Entering edit mode
6.1 years ago
Morgan S.
▴
90
I have two fungal genomes that I blasted against the ITS, 18S, and 28S targeted loci database in NCBI. You would think that somewhere in the genome would have a hit against either of these databases, but for some reason, I am not finding any hits. If there is a hit, the query coverage is below 10%. NCBI recommended changing the expected threshold and the low complexity filtering, but this did not improve my matches.
Does anyone have any thoughts as to why this may be happening, considering my genomes are ~98% complete?
Thanks, Morgan
How do you come to the conclusion that your genome is 98% complete?
BUSCO can predict how complete a genome is based on the number of conserved orthologs.
Not exactly, BUSCO can predict the percentage found of complete and single copy genes expected for a given taxon. These single copy genes are based on the distribution of orthologs for a given taxonomic branch. Hypothetically, one can find 98% of the expected BUSCOs, and have significantly less than 98% of the genome assembled, for example, if the genome has a good proportion of repetitive material.
It is an interesting and useful quality metric, but the relation between % BUSCOs and completeness isn't linear - in fact, I think the manuscript supplementary materials has a plot with the relation between them.
I gotcha. Thanks for clarifying.
It seems you have removed contigs with 10% coverage (what is 10% coverage, by the way?). Did you perform any additional filtering? rRNA genes in general are located in contigs with very high coverage, as they have multiple copies in the genome.
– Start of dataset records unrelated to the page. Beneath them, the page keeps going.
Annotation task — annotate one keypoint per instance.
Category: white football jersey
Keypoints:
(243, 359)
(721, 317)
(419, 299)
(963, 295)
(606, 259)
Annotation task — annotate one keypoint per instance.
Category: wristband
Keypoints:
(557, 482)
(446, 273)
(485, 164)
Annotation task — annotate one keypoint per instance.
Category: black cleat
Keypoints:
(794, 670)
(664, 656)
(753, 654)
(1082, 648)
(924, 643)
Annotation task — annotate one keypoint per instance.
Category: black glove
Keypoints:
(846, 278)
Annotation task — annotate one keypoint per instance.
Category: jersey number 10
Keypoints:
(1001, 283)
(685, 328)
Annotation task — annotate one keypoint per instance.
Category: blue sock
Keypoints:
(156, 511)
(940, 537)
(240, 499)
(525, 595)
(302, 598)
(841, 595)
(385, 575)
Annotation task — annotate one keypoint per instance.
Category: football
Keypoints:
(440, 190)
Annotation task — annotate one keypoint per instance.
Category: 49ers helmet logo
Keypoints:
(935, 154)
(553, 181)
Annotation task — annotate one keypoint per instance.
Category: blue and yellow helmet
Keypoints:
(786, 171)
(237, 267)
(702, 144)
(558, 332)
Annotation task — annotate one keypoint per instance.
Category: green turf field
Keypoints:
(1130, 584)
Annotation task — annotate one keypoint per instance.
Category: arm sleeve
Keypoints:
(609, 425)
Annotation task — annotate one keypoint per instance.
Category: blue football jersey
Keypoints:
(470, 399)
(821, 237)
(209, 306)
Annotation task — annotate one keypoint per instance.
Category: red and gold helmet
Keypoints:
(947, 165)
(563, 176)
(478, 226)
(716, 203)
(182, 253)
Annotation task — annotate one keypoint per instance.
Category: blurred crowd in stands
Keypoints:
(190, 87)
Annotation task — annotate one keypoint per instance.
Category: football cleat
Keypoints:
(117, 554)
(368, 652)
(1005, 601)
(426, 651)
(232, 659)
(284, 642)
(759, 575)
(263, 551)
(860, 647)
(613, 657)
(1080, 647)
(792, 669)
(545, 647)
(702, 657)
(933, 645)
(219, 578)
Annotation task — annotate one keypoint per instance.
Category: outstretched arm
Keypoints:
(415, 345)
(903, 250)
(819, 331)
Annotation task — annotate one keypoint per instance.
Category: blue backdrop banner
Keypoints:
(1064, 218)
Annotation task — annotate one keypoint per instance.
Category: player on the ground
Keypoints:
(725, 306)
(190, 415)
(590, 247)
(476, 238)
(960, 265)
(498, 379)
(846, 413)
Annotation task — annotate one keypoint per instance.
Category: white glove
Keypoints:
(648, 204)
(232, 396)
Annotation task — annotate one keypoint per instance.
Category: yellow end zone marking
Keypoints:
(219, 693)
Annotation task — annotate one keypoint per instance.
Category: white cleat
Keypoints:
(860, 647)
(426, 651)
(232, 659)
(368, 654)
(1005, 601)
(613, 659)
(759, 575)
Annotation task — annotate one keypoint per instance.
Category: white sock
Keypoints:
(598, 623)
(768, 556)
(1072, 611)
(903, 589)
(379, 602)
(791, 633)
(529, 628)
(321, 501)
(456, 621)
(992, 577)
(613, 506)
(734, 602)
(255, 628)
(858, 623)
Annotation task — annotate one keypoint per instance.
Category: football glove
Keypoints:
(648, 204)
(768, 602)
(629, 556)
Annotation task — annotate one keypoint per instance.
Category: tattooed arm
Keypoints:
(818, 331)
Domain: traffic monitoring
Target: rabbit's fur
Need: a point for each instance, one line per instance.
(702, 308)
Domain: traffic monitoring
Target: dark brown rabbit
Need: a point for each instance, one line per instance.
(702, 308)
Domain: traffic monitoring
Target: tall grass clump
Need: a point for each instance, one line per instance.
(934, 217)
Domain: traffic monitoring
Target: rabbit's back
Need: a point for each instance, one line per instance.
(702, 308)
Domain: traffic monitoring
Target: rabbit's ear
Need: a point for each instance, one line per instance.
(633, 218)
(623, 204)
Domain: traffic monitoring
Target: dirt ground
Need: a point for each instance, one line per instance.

If you removed contigs at the extremes of coverage distribution (very high and very low coverage), you probably removed the contigs containing the rRNA genes.
I think OP means that the hits only cover 10% of the query sequence (coverage as in the old school blast era, not nowadays NGS depth ;-) )
Other than that it is possible those rRNA gene regions might be missing from the assembly (due to reason you mentioned )
Yes, you are right, I misunderstood what she said.
@ msobol , did you try making a blast database with you genome, and blasting some ITS, 18S and 28S sequences against it? You can also use RNAmmer to predict rRNA genes on the genome assembly.
*she I have not yet tried making database based on my genome. I had previously uploaded my genome to the NCBI BLAST website and blasted it that way. I am still surprised that I would not get a hit. My largest contigs are > 500,000 bp.
I will also look into RNAmmer, thanks for the suggestion!